Elezioni Avellino, Todisco rompe il silenzio: "Il PD non resti chiuso in se stesso"
Todisco scuote il PD: "Basta chiusure e veti. Pronti a unire il Campo Largo per il riscatto di Avellino, senza rinunciare ai nostri valori."
Quanto sta accadendo nel Partito Democratico a pochi giorni dalla presentazione delle liste mi impone di rompere il silenzio a cui mi ero consegnato per senso di responsabilità.
Il Pd, a cui è stato riconosciuto dai propri alleati il diritto dell’indicazione del candidato Sindaco di Avellino, non ha ancora scelto, ma, soprattutto, non ha ancora condiviso un percorso nel “Campo Largo” capace di costruire le condizioni perché Avellino possa essere governata e governata bene. Nella ricerca di una dignità che la nostra comunità cerca ostinatamente dopo tutto quanto è accaduto in questi anni.
Non può essere questo il modo con cui affrontiamo questa sfida. Abbiamo bisogno di altro. Soprattutto alla luce di quanto accaduto negli anni, dove il nostro partito è stato puntualmente punito dagli elettori proprio perché chiuso in se stesso, nelle proprie beghe, in polemiche intestine incomprensibili.

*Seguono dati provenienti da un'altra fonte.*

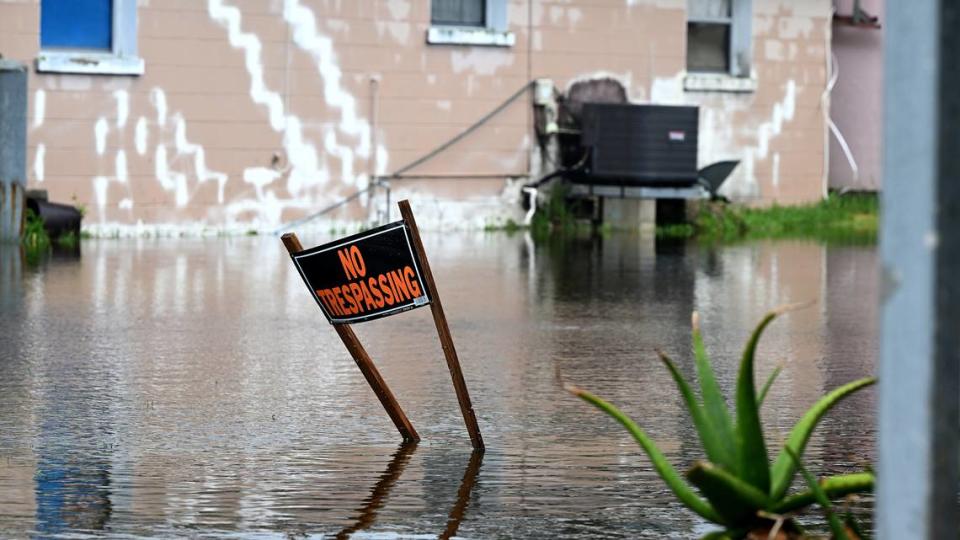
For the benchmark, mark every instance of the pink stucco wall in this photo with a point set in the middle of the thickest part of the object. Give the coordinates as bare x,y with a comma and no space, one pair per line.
856,104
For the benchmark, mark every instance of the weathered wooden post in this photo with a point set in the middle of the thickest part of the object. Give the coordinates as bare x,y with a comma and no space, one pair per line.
920,252
13,147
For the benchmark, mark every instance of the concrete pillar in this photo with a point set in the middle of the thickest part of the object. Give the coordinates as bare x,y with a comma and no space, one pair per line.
13,147
630,214
920,254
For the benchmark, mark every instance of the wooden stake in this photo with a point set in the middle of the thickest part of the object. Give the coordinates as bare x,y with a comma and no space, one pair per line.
446,340
365,363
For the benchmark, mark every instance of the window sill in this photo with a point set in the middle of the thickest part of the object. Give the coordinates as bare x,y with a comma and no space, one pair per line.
461,35
87,62
718,82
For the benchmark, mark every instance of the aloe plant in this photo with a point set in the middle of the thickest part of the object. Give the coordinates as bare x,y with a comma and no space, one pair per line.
736,486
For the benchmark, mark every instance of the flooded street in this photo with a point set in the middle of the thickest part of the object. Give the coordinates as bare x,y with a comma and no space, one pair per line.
192,387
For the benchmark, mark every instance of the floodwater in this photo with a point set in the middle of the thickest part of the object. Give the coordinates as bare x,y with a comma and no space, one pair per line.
192,388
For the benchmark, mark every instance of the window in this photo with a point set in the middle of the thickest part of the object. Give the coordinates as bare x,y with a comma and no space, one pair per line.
718,36
469,22
89,36
458,12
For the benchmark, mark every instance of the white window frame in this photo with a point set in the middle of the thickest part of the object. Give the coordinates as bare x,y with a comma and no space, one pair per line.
739,77
495,33
121,60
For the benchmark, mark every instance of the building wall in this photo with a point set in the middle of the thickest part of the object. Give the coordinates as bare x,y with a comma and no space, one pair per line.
253,113
857,101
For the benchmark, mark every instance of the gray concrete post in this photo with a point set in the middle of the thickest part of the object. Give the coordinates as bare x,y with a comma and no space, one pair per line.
13,147
920,253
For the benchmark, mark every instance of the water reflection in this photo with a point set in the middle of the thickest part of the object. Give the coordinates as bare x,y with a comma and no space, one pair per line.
381,491
191,387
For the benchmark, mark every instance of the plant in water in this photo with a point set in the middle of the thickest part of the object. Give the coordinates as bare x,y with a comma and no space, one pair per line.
739,488
35,240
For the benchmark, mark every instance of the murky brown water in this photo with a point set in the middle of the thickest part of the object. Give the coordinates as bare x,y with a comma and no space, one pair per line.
192,387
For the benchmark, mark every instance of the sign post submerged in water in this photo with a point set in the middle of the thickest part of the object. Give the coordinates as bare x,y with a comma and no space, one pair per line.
374,274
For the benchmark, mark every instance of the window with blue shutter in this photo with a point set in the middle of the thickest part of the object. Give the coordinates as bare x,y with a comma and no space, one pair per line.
76,24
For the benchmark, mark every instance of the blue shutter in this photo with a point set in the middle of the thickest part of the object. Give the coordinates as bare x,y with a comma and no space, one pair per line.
76,24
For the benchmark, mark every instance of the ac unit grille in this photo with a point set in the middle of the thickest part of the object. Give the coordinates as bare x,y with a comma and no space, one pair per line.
641,144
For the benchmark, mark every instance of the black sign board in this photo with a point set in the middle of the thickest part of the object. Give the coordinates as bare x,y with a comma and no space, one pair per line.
365,276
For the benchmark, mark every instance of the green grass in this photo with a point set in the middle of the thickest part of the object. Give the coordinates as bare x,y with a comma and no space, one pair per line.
849,219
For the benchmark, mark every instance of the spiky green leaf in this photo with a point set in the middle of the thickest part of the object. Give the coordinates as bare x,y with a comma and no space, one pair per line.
834,487
716,448
716,412
754,465
836,526
784,468
670,476
735,500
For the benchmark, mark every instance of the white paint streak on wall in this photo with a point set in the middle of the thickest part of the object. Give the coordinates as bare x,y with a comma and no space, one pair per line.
230,18
187,148
305,35
306,169
100,193
159,100
100,129
140,136
776,170
783,111
120,166
39,107
39,162
123,106
168,180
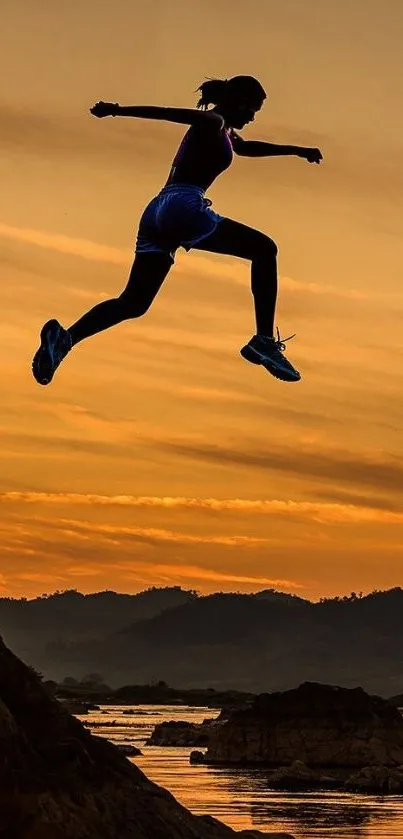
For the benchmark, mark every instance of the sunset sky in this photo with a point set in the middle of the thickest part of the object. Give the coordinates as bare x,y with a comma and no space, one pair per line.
158,456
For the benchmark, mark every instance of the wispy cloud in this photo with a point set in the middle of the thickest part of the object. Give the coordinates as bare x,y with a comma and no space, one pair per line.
381,472
316,511
96,252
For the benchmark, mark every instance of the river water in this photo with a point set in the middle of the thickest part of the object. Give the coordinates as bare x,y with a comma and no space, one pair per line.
240,797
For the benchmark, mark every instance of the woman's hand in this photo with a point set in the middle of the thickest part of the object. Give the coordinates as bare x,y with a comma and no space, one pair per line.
312,155
104,109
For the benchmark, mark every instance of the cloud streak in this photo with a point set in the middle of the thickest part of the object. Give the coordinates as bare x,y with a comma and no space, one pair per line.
317,511
382,472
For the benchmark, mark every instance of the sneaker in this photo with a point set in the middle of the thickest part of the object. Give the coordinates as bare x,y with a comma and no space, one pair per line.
269,353
55,344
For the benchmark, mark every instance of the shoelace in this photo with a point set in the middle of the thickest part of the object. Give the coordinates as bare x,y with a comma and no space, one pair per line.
62,347
280,343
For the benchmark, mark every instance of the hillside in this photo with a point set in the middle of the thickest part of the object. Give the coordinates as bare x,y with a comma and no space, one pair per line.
58,781
69,616
252,643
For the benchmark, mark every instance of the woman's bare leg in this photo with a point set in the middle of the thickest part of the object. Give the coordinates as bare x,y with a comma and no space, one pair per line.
236,239
148,272
146,277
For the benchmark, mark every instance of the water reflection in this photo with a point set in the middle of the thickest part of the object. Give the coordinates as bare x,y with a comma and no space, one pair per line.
241,798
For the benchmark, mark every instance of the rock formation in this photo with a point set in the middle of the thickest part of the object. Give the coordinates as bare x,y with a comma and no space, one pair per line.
320,725
182,733
58,781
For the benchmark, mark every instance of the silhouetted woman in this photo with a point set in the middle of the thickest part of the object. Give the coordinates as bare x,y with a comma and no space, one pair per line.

Avellino desidera un Sindaco che non si compiaccia allo specchio, ma che lavori con serietà e trasparenza. Un Sindaco umile capace di porsi alla guida di un collettivo che ascolti la sofferenza della città e costruisca atti e gesti di rottura con il passato. Una visione di futuro che, intorno ai pilastri della legalità e della politica, quella bella, quella degli ideali, porti la nostra città fuori dal fango di questi anni. Sono, anzitutto, i nostri militanti a chiedercelo.
Nella mia storia politica ho sempre dimostrato di saper fare un passo indietro quando necessario ed anche in quest’occasione lo farei senza esitazione alcuna a fronte di una candidatura capace realmente di tenere insieme il “Campo Largo”; un progetto che per me rappresenta un valore politico irrinunciabile e condizione necessaria perché si possa offrire una visione di governo e di riscatto alla valutazione della città.
Il “Campo Largo”, è bene ribadirlo, non è un’etichetta vuota, ma un patrimonio ideale che vive nell’impegno di tante energie, a partire da quelle associazioni che sono, integralmente e senza dubbio alcuno, nella storia del centrosinistra avellinese e che ancora oggi incredibilmente sono state tenute fuori da questo percorso. Una coalizione è fatta da soggetti politici che non hanno bisogno di specificare a quale campo appartengono e gli inviti ai tavoli politici non si fanno per convenienza, ma per processi di condivisione politica.
In questo tempo urgente, è necessario ricominciare da questo, dal rispetto della pluralità e della storia delle altre forze politiche che sostengono questa alleanza che non possono essere considerate come delle appendici, ma come tessere indispensabili del mosaico che vogliamo costruire.
Dico con altrettanta chiarezza, pertanto, che proprio per tutte queste ragioni non intendo fare alcun passo indietro rispetto a qualsiasi ipotesi che voglia affossare il senso di questa alleanza. Anzi, ne farò sempre non uno, ma due in avanti per difendere la nostra comunità politica da ogni disegno che voglia provare a consegnarci a patti con pezzi politici che nulla hanno a che fare con i nostri valori o per il perseguimento di interessi particolari, mediocri, egoistici.
C’è chi ritiene che per vincere le elezioni sia possibile fare tutto. Non sono fra questi. Si aspira a vincere le elezioni per cambiare le cose con la convinzione della propria storia e delle proprie idee. È il senso della politica: per alcuni è irrilevante, non per il sottoscritto e per i tanti che continuano ostinatamente a pensare che ciò sia possibile anche per la nostra Avellino.